When I first learned about Perplexity, its value proposition was auditable web search. No matter how mundane the query, Perplexity brought an answer and receipts. Back when the wild early days of AI, this product already put a premium on giving the user confidence that the algorithm hadn’t pulled the answer out of its shiny metal ass. Not that Perplexity hasn’t found itself on the wrong end of a hallucination allegation — without proper precautions, no algorithm can be perfect. But Perplexity takes pains to note that it rigorously trains for accuracy and even post-trains the models other companies produce to increase accuracy before including them inside a Perplexity offering. So for a profession that spent two years watching colleagues get sanctioned for filing briefs full of cases that don’t exist, Perplexity has a brand identity that should matter for lawyers.

Moreover, the announcement includes a partnership with Midpage — a research platform offering case law, statutes, and a citator, with every output hyperlinked back to the underlying authority — giving Perplexity the needed legal industry experience for its product. The company will also work with LegalZoom to take advantage of its array of templates.

Computer for Counsel will work directly from Microsoft 365 so it “can draft documents in Word, retrieve files from SharePoint, and reference context from Outlook or Microsoft Teams.” Which, regrettably, would require using Microsoft Teams.

But who will use this product? Biglaw has a number of AI suitors ranging from Harvey and Legora to Thomson Reuters and Lexis. Not that Perplexity doesn’t have experience in the space. Gunderson Dettmer notably rolled Perplexity Enterprise out firmwide and got 80% of its lawyers using it as a research layer that sits alongside the existing tools. But is there Biglaw appetite to hand over more power to a vendor curating a buffet of models?

And a vendor that doesn’t sit on a moat of proprietary data like century-plus mainstays like Thomas Reuters. Though maybe that doesn’t matter in a world of connectors. My suspicion when it comes to the biggest players in the industry is that they’re treating AI the same way they used to treat Westlaw and Lexis — offering both and letting the associate on the ground decide. So go ahead and draft up something in CoCounsel, run queries against Computer for Counsel, and let Claude’s legal product offer edits. Go crazy with all the offerings!

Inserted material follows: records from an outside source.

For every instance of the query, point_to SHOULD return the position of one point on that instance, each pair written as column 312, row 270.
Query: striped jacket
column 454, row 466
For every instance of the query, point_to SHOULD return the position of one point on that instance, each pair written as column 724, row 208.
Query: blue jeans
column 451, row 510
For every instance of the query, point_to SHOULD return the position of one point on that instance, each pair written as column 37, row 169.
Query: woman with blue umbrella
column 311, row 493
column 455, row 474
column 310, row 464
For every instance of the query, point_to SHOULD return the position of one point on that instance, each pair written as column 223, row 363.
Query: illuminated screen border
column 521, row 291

But for firms — and in-house teams — without that kind of budget, Computer for Counsel could provide just the right answer. And the announcement sort of signals that this is the intended audience. Global firms aren’t generally putting files in SharePoint and Box, but smaller teams thrive on those products.

An opportunity to use AI without letting ChatGPT run headlong into Rule 11. A layer of high tech capabilities that doesn’t require the small team lawyer to add the additional hat of having to spend every day figuring out which models produce the best results after the latest round of new announcements. In that way, the product provides a side effect as plugged-in consultant, with all the tech industry evaluation and decision making happening behind the scenes.

Not every vendor promises to be that open-minded with competing algorithms.